Speed Dating Experiment (What attributes influence the selection of a romantic partner?)
https://www.kaggle.com/annavictoria/speed-dating-experiment
Kaggle Term of Use Kaggle Privacy Policy
The data set we will analyze in this project is named “Speed Dating Experiment”, as found on Kaggle.com. It was compiled by professors Ray Fisman and Sheena Iyengar from Columbia Business School, originally used for their paper “Gender Differences in Mate Selection: Evidence From a Speed Dating Experiment.” It was generated from a series of experimental speed dating events from 2002 to 2004 and includes data related to demographics, dating habits, lifestyle information, an attribute evaluation questionnaire taken when the participants sign up, and each participant’s ratings for others during the 4 minute interactions. Finally, individuals were asked if they would like a second date with their partners and rated again on similar questions after the event, when matches have met with each other and dated for several times.
The subjects of the data were drawn from students in graduate and professional schools at Columbia University. Participants were recruited through a combination of mass e-mail and fliers posted throughout the campus and handed out by research assistants.
The raw dataset contains 195 colunms and 8370 rows. Most variables in the dataset are numeric values. Some of the numeric variables represent scale from 1 to 10, or 1 to 100. Some of the numeric variables also represent categories, such as the race, occupation, the fields people work in, etc. A more detailed data description will be provided after data cleaning. Here are some sample variables from raw dataset listed below,
Variable | Type |
---|---|
Gender | The gender of participant |
Match | if the participant matches with his/her partner |
sameRace | if participant and the partner are the same race |
age_partner | the age of the partner |
race_partner | the race of the partner |
field_code | The code of the field where participant work in |
race | the race of participant |
interested_activities | the interested activities of the participant |
The dataset also includes questionnaire data gathered from participants at different points in the process. These fields include: demographics, dating habits, self-perception across key attributes, beliefs on what others find valuable in a mate, and lifestyle information. See the Speed Dating Data Key document below for details.
Participants need to assign points between 6 attributes: attractiveness, sincere, intelligent, fun, ambitious and shared interests. The total point ranges from 1 to 10, or 1 to 100. For each participande, the sum of points for each survey should either be 10 points or 100 points.
- What are the most desirable attributes in a female partner? What are the most desirable attributes in a male partner?

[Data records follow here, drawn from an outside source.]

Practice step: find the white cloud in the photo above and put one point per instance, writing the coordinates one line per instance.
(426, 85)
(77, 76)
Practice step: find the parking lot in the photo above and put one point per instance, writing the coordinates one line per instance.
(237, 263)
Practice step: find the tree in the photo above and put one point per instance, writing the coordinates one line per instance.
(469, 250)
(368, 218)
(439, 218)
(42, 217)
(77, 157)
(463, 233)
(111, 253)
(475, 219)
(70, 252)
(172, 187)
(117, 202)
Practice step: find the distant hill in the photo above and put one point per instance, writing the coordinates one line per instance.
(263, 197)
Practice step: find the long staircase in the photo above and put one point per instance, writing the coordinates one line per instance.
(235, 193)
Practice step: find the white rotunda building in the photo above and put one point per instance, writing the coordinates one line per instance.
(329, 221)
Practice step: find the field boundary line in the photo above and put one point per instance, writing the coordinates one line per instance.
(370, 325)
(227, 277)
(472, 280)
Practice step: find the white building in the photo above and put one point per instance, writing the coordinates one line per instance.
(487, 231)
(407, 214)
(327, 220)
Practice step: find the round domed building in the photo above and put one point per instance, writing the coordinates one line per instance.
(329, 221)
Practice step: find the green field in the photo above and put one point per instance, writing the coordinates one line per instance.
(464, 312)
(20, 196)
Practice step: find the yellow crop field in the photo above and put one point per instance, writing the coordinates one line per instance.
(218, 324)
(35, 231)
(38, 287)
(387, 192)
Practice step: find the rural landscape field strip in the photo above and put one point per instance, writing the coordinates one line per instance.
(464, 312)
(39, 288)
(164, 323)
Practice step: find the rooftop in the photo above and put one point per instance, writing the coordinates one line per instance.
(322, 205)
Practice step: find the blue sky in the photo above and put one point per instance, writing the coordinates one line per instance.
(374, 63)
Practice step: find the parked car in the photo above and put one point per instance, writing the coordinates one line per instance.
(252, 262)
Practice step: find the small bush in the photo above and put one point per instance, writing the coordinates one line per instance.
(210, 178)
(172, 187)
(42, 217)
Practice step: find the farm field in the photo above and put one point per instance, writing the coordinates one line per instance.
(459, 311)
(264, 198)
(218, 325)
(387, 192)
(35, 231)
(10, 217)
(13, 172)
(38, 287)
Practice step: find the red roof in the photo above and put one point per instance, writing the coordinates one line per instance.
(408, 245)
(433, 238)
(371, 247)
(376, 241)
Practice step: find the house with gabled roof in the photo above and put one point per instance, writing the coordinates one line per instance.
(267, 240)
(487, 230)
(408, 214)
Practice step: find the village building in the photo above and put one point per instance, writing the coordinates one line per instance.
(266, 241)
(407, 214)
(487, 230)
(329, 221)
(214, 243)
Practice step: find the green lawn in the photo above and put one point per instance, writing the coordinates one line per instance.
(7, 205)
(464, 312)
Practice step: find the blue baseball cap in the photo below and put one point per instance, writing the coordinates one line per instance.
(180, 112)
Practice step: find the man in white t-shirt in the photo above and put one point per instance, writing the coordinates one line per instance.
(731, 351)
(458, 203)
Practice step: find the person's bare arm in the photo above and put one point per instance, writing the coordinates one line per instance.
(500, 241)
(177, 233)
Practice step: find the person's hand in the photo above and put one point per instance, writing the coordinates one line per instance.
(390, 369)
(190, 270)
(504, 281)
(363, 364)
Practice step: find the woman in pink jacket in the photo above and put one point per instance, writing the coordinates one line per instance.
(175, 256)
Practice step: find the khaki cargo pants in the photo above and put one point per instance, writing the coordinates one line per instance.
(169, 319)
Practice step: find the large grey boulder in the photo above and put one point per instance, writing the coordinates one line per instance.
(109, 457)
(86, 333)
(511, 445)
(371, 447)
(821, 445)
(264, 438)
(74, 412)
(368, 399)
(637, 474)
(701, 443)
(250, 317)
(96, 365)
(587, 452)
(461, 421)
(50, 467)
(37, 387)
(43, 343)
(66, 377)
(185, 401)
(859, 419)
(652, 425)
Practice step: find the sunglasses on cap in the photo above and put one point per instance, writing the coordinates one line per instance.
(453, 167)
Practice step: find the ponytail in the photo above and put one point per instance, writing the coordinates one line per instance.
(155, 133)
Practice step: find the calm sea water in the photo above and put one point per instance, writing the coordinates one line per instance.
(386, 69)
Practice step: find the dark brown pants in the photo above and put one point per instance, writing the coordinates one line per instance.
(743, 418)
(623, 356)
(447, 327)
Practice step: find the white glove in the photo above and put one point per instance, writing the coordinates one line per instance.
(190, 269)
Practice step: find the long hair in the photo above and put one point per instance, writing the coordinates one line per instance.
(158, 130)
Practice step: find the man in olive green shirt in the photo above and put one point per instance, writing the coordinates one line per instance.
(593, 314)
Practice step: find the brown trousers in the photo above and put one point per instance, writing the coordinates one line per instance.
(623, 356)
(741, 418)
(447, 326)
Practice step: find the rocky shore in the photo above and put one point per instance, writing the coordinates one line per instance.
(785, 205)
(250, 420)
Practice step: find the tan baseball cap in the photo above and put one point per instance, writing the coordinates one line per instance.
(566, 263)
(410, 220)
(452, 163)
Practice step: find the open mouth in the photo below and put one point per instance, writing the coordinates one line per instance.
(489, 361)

Does this differ for female partners?
- Which of the 6 attributes actually influence decision making?
- What are correlation coefficient scores in Male and Female (attractiveness, sincerity, intelligence, fun, ambitious, shared interest)?

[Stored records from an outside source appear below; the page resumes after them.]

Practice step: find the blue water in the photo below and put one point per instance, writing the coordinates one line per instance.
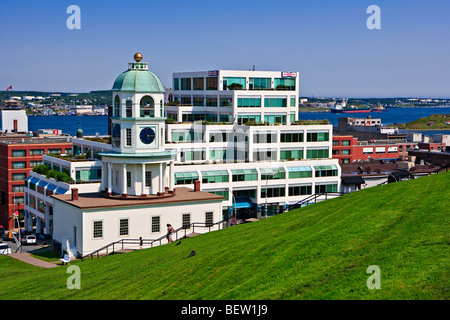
(93, 124)
(393, 115)
(69, 124)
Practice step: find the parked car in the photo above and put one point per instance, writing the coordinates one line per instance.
(4, 248)
(8, 235)
(31, 239)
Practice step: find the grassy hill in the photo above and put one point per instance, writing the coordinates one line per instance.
(422, 123)
(318, 252)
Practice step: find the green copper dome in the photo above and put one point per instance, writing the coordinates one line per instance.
(138, 79)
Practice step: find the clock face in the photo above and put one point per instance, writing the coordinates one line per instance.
(116, 135)
(147, 135)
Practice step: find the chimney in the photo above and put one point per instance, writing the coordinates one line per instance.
(196, 185)
(74, 194)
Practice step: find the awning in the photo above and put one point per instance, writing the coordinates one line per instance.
(42, 183)
(51, 187)
(61, 190)
(242, 203)
(353, 180)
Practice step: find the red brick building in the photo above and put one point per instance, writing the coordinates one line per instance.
(348, 149)
(18, 155)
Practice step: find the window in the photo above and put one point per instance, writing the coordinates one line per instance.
(277, 118)
(322, 188)
(232, 83)
(18, 153)
(199, 83)
(272, 173)
(98, 229)
(325, 171)
(128, 179)
(18, 176)
(316, 153)
(148, 178)
(243, 119)
(18, 188)
(244, 175)
(211, 83)
(185, 177)
(36, 152)
(290, 154)
(198, 101)
(317, 136)
(128, 134)
(284, 84)
(19, 165)
(265, 155)
(299, 172)
(117, 106)
(156, 224)
(291, 137)
(211, 101)
(216, 176)
(259, 83)
(223, 193)
(226, 102)
(209, 218)
(129, 108)
(273, 192)
(186, 221)
(147, 107)
(275, 102)
(249, 102)
(185, 83)
(300, 190)
(270, 137)
(123, 227)
(18, 200)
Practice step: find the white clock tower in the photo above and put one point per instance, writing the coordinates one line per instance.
(137, 164)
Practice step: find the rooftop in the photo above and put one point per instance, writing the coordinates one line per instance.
(99, 200)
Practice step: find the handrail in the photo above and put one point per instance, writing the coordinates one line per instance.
(152, 241)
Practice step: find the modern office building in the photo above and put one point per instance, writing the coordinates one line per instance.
(18, 155)
(155, 172)
(235, 97)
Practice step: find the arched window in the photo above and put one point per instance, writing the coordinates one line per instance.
(117, 106)
(147, 107)
(129, 108)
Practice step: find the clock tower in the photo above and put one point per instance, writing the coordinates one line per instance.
(137, 164)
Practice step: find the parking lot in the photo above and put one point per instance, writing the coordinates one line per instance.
(25, 248)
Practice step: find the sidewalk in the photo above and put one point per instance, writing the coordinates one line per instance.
(28, 258)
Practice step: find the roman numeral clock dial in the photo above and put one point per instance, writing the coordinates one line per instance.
(147, 135)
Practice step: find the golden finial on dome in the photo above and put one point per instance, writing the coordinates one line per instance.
(138, 57)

- How important do people think attractiveness is in potential mate selection vs. its real impact?
- Can people accurately predict their own perceived value in the dating market?
- Are shared interests more important than a shared racial background?
- Are shared occupation more important than a shared interests?
- In terms of getting a second date, is it better to be someone's first speed date of the night or their last?
- Do people go out frequently tend to receive higher perceived value in the dating market?
- How meeting orders influence decision making?
The questions above will be grouped into two or three categories. we will come up with several hypotheses in each category.
To test our hypotheses and answer questions, we perform a varienty of quantitative analyses on speed dating data. Different data visualizations and tables will be generated to answer questions above.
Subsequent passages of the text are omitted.